And when i said i give up easily i didnt mean it the way you interpretted it. i meant socially. like if say i like a girl and i try to talk to her but she doesnt seem too interested, i get embarassed and give up. or if im around friends and say something and say someone's like "thats stupid" i feel like an idiot and a complete failure because of one little comment. little things like that result in me givin up because im afraid to let people see me struggle..

in other ways, i really can be the most determined person. i am good at skateboarding.. not bragging or anything, but i really am good at it. but when i was beggining i was afraid to let people see me struggle so i would skate by myself til i got confident enough to skate around others. i think thats one of my problems. im afraid to let others see me struggle.. even though i learn things pretty quickly. im afraid to show weakness because i feel like people will look at me with pity or think im wierd... i guess thats why i got SA atleast..

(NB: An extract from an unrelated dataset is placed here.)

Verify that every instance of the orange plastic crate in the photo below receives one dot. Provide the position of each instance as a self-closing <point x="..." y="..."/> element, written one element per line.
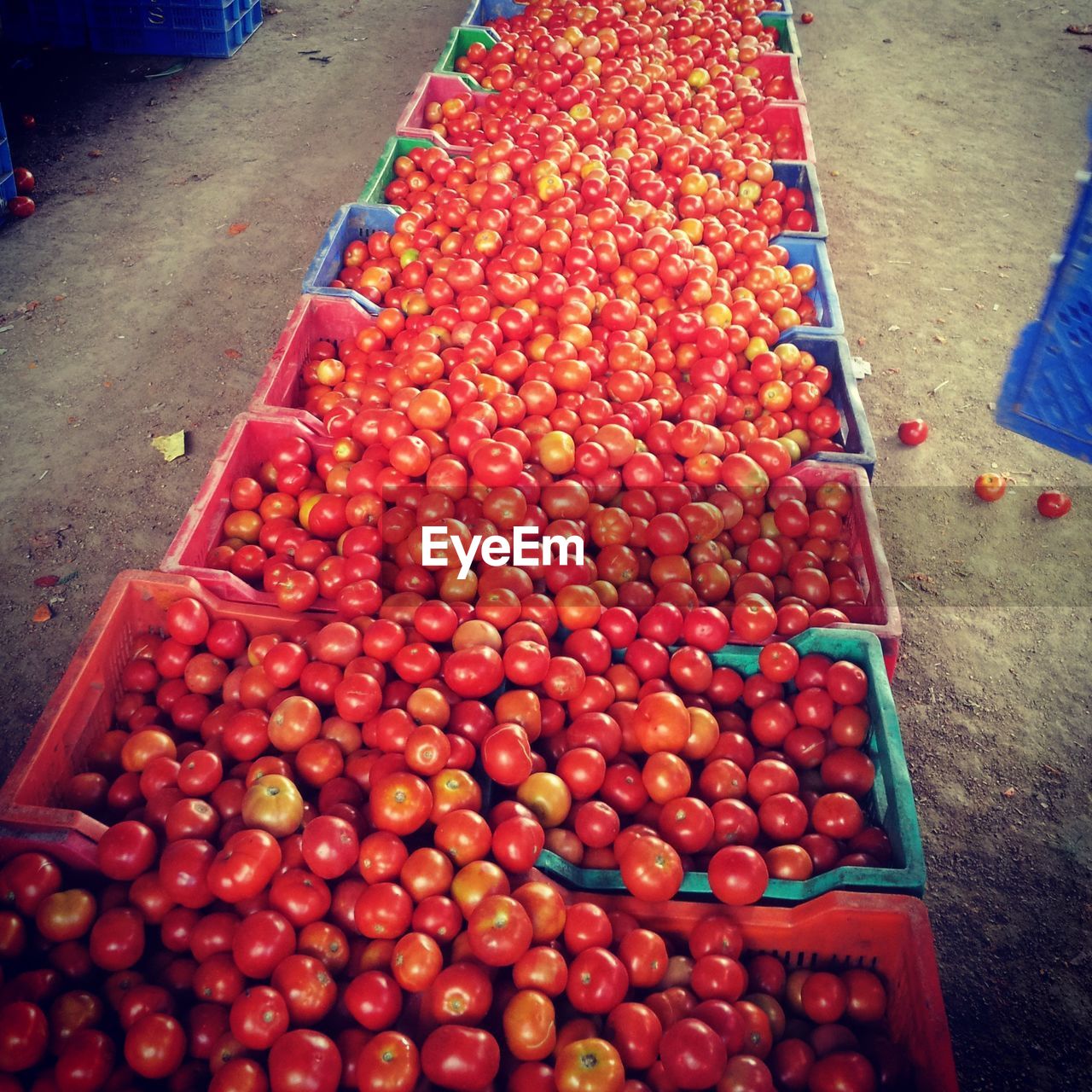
<point x="887" y="934"/>
<point x="81" y="710"/>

but i think that basically finding anything to occupy your time is good. like work and basketball keeps your mind off stuff. for me, work helps (im around lots of people so i have to socialize which is helpin me talk more) and skating too. although i think it really is good to have these things in your life, i dont think you should be too dependent on them.. like me, i hurt my knee a year ago. no skating or working for me for 6 months. i got quite depressed (went on medication for the only time in my life) and i have never been so unhappy.

i guess what im trying to say is that that distracting can definitely help, but may not solve the problem. like when i hurt my knee, i took painkillers. i didnt notice my knee as much but its not like they helped it get better.. just made it easier for me to deal with it. doing things you love is a great escape from life but you still have to address these problems.

i dunno. i guess thats just what i think.. but thats just for me - everyones SA is different. for me, i tried escaping my problems through distractions for a good 5 years. now i look at it and realize how much i have missed out on for ignoring my problems. instead of working against it, i escaped it and now its worse. like instead of struggling socializing, i just avoided it to the point where i lost contact with the few friends i had and just did my own thing (skating, working, school).

kinda went off rambling, but thats just my opinion.. i dont know.. i guess i just feel that i need to address my fear and face it instead of playing it safe like i have.. i dont know if that makes sense but i dunno. its like taking that first leap off a bridge over water. the first one your terrified and shaky but after you do it once, you realize its really not that bad and the times after arent as bad. i dunno..


----------



## Mr. SandMan (Aug 24, 2007)

yea...

but the way your thinkin, your sayin that "SA" is your life, and skateing and make'n money and education is on the side, and thats understandable...i thought the same way, with basketball, i thought it was my life, then i would think that i couldnt talk to no one and i was a loser, and when i would talk i would blush and get extremely embarrased, and i thought that was my life, and i was just working around "SA".....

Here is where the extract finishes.